4.3. Re-Evaluation of Urban PICS: Asphalt vs. Artificial Grass

A critical finding of this study is the quantitative re-evaluation of potential “Urban PICS”. While asphalt has traditionally been viewed as a stable calibration target in urban remote sensing [42], our ultra-high-resolution analysis reveals significant limitations. Asphalt exhibited high spatial heterogeneity ($\mathsf{\sigma }>0.09$) driven by surface aging effects, such as micro-cracking and exposed aggregates, which introduce unpredictable spectral noise at the pixel scale. This variability suggests that asphalt is unsuitable for single-pixel radiometric validation. In stark contrast, artificial grass demonstrated superior stability, maintaining a consistently low standard deviation ($\mathsf{\sigma }\approx 0.020$) across both temporal campaigns. This identifies artificial grass as an optimal Urban PICS candidate, offering both the spatial homogeneity of a desert site and the temporal durability required for frequent monitoring. While natural grass also exhibited spatial homogeneity, its susceptibility to phenological changes—such as seasonal growth and moisture variation—limits its reliability as a constant reference target.

5. Conclusions

This study successfully established and demonstrated a robust, physics-informed UAV upscaling framework designed to bridge the persistent “Scale Gap” between ground observations and satellite measurements in complex urban environments. By integrating SRF convolution, a rigorous “Double Calibration” protocol, and geostatistical block kriging into a unified workflow, we achieved a high-precision radiometric validation of Sentinel-2 imagery using 10 cm ultra-high-resolution UAV data.

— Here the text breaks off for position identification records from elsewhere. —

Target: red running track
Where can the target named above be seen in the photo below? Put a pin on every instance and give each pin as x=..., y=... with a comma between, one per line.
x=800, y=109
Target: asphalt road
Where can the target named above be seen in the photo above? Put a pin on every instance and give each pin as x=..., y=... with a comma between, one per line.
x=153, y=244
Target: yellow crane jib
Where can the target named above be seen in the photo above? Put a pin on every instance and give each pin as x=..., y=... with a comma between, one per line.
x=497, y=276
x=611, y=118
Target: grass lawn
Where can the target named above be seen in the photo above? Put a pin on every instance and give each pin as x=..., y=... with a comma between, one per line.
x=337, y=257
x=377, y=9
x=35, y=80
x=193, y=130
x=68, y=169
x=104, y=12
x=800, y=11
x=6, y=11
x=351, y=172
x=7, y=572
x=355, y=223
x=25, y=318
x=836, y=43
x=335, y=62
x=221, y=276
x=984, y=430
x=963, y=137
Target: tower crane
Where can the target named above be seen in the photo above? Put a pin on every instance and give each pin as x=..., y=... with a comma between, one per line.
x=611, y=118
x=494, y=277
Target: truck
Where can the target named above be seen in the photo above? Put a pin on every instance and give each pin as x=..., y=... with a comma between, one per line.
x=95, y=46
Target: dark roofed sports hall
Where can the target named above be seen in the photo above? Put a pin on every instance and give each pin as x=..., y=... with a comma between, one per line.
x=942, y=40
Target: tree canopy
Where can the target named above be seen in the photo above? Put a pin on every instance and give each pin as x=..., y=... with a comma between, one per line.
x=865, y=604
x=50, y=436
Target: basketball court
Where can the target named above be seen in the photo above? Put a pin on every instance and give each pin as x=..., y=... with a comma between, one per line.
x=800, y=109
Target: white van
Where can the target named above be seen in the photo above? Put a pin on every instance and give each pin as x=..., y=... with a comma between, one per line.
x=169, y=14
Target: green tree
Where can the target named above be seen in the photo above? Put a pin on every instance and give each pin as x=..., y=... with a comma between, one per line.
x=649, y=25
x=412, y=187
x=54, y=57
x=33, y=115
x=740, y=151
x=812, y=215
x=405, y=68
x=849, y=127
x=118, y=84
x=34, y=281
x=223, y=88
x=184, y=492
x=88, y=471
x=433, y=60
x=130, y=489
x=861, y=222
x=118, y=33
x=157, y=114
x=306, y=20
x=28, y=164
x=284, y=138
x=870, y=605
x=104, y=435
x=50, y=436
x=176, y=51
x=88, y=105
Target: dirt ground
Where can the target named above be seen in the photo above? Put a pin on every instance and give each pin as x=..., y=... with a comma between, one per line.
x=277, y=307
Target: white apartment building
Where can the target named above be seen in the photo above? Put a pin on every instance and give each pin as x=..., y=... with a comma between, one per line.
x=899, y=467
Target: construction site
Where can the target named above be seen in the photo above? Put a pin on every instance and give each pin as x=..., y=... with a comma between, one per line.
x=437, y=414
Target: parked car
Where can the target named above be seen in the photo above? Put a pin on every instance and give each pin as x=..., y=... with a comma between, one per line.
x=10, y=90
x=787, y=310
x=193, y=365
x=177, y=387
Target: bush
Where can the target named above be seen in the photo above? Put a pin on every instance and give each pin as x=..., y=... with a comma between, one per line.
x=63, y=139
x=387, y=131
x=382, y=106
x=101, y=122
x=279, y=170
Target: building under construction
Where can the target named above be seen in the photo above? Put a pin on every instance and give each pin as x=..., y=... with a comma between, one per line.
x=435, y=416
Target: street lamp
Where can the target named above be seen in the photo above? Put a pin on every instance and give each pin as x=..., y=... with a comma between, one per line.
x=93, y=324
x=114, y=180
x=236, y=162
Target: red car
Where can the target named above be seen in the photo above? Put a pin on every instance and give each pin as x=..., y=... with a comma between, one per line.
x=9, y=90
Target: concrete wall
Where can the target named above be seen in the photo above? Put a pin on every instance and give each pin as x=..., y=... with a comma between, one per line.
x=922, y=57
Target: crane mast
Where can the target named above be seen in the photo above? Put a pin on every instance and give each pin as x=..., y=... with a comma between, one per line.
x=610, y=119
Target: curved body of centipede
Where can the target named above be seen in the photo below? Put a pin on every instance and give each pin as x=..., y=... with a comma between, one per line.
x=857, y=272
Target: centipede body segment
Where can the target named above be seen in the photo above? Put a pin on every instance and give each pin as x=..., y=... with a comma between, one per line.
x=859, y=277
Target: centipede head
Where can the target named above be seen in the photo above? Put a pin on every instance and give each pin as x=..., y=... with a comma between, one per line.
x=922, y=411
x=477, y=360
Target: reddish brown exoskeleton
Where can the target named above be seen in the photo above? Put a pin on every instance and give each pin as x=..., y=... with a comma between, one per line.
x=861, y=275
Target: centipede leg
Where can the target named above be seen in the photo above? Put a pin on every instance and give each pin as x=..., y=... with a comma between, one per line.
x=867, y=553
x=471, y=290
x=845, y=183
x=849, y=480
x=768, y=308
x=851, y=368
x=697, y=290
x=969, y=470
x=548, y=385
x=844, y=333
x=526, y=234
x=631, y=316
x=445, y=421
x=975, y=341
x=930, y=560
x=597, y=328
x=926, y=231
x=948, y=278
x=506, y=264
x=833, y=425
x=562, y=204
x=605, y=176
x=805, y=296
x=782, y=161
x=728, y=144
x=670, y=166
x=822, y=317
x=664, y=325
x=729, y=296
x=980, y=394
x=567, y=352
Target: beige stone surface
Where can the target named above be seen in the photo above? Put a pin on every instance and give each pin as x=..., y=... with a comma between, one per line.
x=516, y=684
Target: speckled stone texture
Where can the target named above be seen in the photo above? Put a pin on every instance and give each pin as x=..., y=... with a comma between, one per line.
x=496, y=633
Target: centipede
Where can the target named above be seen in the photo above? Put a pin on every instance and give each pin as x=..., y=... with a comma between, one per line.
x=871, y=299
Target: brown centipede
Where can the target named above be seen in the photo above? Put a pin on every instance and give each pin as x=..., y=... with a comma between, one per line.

The quantitative findings of this research highlight three critical implications for the remote sensing community:

First, the proposed block kriging method demonstrated significantly superior validation accuracy compared to traditional point-based averaging methods. The upscaled UAV reflectance exhibited a high coefficient of determination ($R^2\ge 0.90$) and minimized RMSE across visible and near-infrared bands when compared with Sentinel-2 Level-2A products. This provides compelling evidence that accounting for the spatial structure of heterogeneous surfaces through variogram modeling is not merely an enhancement but a necessity for accurate upscaling in built environments.

Second, we presented a fundamental re-evaluation of “Urban PICS” through ultra-high-resolution spatial analysis. Contrary to conventional wisdom, asphalt exhibited significant spatial heterogeneity ($\mathsf{\sigma }>0.09$) due to surface aging, micro-cracks, and aggregate exposure, rendering it less ideal for high-precision validation⁷. In contrast, artificial grass and urethane tracks demonstrated superior spatial homogeneity ($\mathsf{\sigma }\approx 0.02$) and temporal stability. Therefore, we propose these synthetic materials as the new standard for “Urban PICS” candidates for the radiometric validation of high-resolution sensors.

Third, we quantitatively confirmed the critical impact of temporal synchronization on validation accuracy. A comparison between the June 23 dataset (1-day time lag) and the concurrently observed July 10 dataset revealed that the concurrent data yielded significantly lower RMSE and higher correlation (e.g., R² recovery from 0.68 to 0.92 in the blue band). This implies that even a single day’s lag can introduce substantial validation uncertainty due to changes in atmospheric conditions or surface moisture. However, our results also indicate that the UAV spatial upscaling technique acts as a buffer, partially mitigating these errors when strict synchronization is operationally unfeasible.

In summary, the framework proposed in this study is a sensor-agnostic methodology applicable to a wide range of remote sensing platforms. It provides a scalable and automated validation standard for ensuring the ARD quality of next-generation satellite constellations operating in urban environments. Future research will aim to extend this work by automating the processing workflow and incorporating hyperspectral UAV sensors to further minimize spectral mismatch errors, ultimately facilitating the creation of AI-ready datasets for smart city monitoring.